Prove that $\sin \left( 90+\theta \right)=\cos \theta $ ?

Answer 1

Hint: We start off with the trigonometric formula $\sin \left( A+B \right)=\sin A\cos B+\cos A\sin B$ . In this formula, we put the value of A as ${{90}^{\circ }}$ and that of B as $\theta $ . The equation becomes $\Rightarrow \sin \left( {{90}^{\circ }}+\theta \right)=\sin {{90}^{\circ }}\cos \theta +\cos {{90}^{\circ }}\sin \theta $ . Putting the values of $\sin {{90}^{\circ }}$ and $\cos {{90}^{\circ }}$ as $1$ and $0$ respectively, we get the required identity.

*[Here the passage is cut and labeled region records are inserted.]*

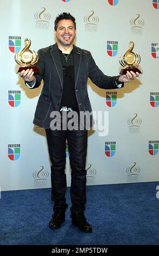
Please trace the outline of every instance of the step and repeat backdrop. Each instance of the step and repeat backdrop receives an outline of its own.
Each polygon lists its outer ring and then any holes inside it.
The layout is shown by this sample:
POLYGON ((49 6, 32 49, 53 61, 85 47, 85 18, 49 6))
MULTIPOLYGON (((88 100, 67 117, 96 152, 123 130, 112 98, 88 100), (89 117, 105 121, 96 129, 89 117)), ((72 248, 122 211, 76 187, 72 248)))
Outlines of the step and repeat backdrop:
MULTIPOLYGON (((106 132, 89 132, 87 184, 158 180, 159 0, 0 2, 1 190, 50 187, 45 131, 33 124, 42 84, 34 90, 24 85, 17 74, 15 55, 24 47, 26 38, 35 51, 54 44, 54 20, 62 12, 76 19, 76 45, 90 51, 106 75, 119 74, 119 57, 130 41, 141 58, 142 74, 123 88, 100 89, 88 81, 93 111, 106 112, 106 132)), ((67 142, 66 155, 69 186, 67 142)))

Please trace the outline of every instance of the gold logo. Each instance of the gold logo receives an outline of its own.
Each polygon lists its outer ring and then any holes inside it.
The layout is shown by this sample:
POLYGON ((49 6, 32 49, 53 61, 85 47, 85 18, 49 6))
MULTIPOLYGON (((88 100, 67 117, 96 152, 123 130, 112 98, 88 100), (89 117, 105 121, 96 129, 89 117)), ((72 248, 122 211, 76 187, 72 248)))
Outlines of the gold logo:
POLYGON ((99 22, 99 19, 97 16, 94 16, 94 11, 91 11, 92 13, 90 15, 86 15, 84 17, 84 21, 86 23, 85 30, 88 32, 94 32, 97 31, 97 23, 99 22))

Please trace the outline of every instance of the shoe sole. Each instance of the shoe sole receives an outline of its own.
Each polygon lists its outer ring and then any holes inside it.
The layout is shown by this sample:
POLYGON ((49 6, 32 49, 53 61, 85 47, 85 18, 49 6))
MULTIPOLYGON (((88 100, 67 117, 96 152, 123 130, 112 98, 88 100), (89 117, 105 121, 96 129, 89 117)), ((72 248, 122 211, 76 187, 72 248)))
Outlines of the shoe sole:
MULTIPOLYGON (((61 224, 64 222, 64 221, 65 221, 65 220, 63 220, 63 221, 61 221, 61 224)), ((51 229, 58 229, 58 228, 60 228, 61 227, 61 224, 60 225, 58 226, 58 227, 51 227, 49 225, 49 228, 51 229)))
POLYGON ((73 221, 72 221, 72 224, 77 227, 80 231, 82 231, 82 232, 84 232, 85 233, 91 233, 92 232, 92 230, 86 230, 86 231, 84 231, 81 228, 80 228, 78 225, 76 224, 75 222, 74 222, 73 221))

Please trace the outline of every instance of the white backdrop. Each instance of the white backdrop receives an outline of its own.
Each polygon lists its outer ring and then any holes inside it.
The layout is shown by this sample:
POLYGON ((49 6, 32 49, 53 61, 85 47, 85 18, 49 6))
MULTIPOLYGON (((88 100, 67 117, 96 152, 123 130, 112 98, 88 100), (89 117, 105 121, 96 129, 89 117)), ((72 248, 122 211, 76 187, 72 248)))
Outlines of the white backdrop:
MULTIPOLYGON (((34 90, 26 87, 16 74, 14 56, 23 48, 27 37, 31 41, 30 49, 36 51, 53 44, 54 21, 63 11, 76 18, 76 45, 90 51, 105 74, 119 74, 122 69, 119 57, 128 50, 130 40, 135 43, 133 51, 141 57, 141 77, 125 84, 124 88, 101 90, 88 81, 93 109, 109 111, 109 132, 104 137, 99 137, 98 131, 90 134, 87 185, 158 180, 159 3, 155 0, 0 0, 0 3, 1 190, 50 186, 44 132, 33 124, 42 87, 34 90), (113 44, 117 48, 111 57, 107 48, 113 44), (106 95, 111 100, 115 92, 117 97, 110 107, 106 95), (107 149, 115 145, 111 148, 112 156, 105 153, 105 144, 107 149)), ((69 186, 68 156, 66 172, 69 186)))

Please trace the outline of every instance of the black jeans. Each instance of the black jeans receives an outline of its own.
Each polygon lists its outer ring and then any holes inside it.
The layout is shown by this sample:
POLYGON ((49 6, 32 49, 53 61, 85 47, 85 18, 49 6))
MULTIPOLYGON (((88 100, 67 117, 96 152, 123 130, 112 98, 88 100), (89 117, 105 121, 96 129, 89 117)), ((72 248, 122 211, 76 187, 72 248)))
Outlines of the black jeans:
POLYGON ((87 131, 46 129, 46 132, 52 162, 52 199, 54 202, 54 210, 66 209, 67 206, 65 197, 67 187, 65 173, 67 139, 72 169, 71 211, 72 213, 82 212, 86 203, 85 165, 87 131))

Complete step by step answer:
Trigonometry is a branch of mathematics that studies relationships between side lengths and angles of triangles. Trigonometry is known for its many identities. These trigonometric identities are commonly used for rewriting trigonometric expressions with the aim to simplify an expression, to find a more useful form of n expression, or to solve an equation.
 In this problem, we need to prove a trigonometric identity. The identity is $\sin \left( 90+\theta \right)=\cos \theta $ . In order to prove this, we need the help of some other trigonometric formula. The formula is as follows,
$\sin \left( A+B \right)=\sin A\cos B+\cos A\sin B$
In our problem, the value of A is ${{90}^{\circ }}$ and that of B is $\theta $ . So, replacing A with ${{90}^{\circ }}$ and B with $\theta $ in the above formula, we get,
$\Rightarrow \sin \left( {{90}^{\circ }}+\theta \right)=\sin {{90}^{\circ }}\cos \theta +\cos {{90}^{\circ }}\sin \theta $
Now, we know the value of $\sin {{90}^{\circ }}$ and $\cos {{90}^{\circ }}$ . The values are $1$ and $0$ respectively. So, putting these values in the above equation, we get,
$\Rightarrow \sin \left( {{90}^{\circ }}+\theta \right)=1\left( \cos \theta \right)+0\left( \sin \theta \right)$
Simplifying the above equation, we get,
$\Rightarrow \sin \left( {{90}^{\circ }}+\theta \right)=\cos \theta +0$
The above equation is nothing but,
$\Rightarrow \sin \left( {{90}^{\circ }}+\theta \right)=\cos \theta $
Thus, we can conclude that the trigonometric identity of the given problem has been proved.

Note: We can also solve the problem in another way. We can take the help of graphical method. Now, $\sin \left( {{90}^{\circ }}+\theta \right)$ from the figure means \[\dfrac{A'P'}{OP'}\] which also equals the value $\dfrac{OA}{OP}$ since the triangles $\Delta OAP,\Delta OA'P'$ are congruent. $\dfrac{OA}{OP}$ would mean nothing but $\cos \theta $ . Hence, proved.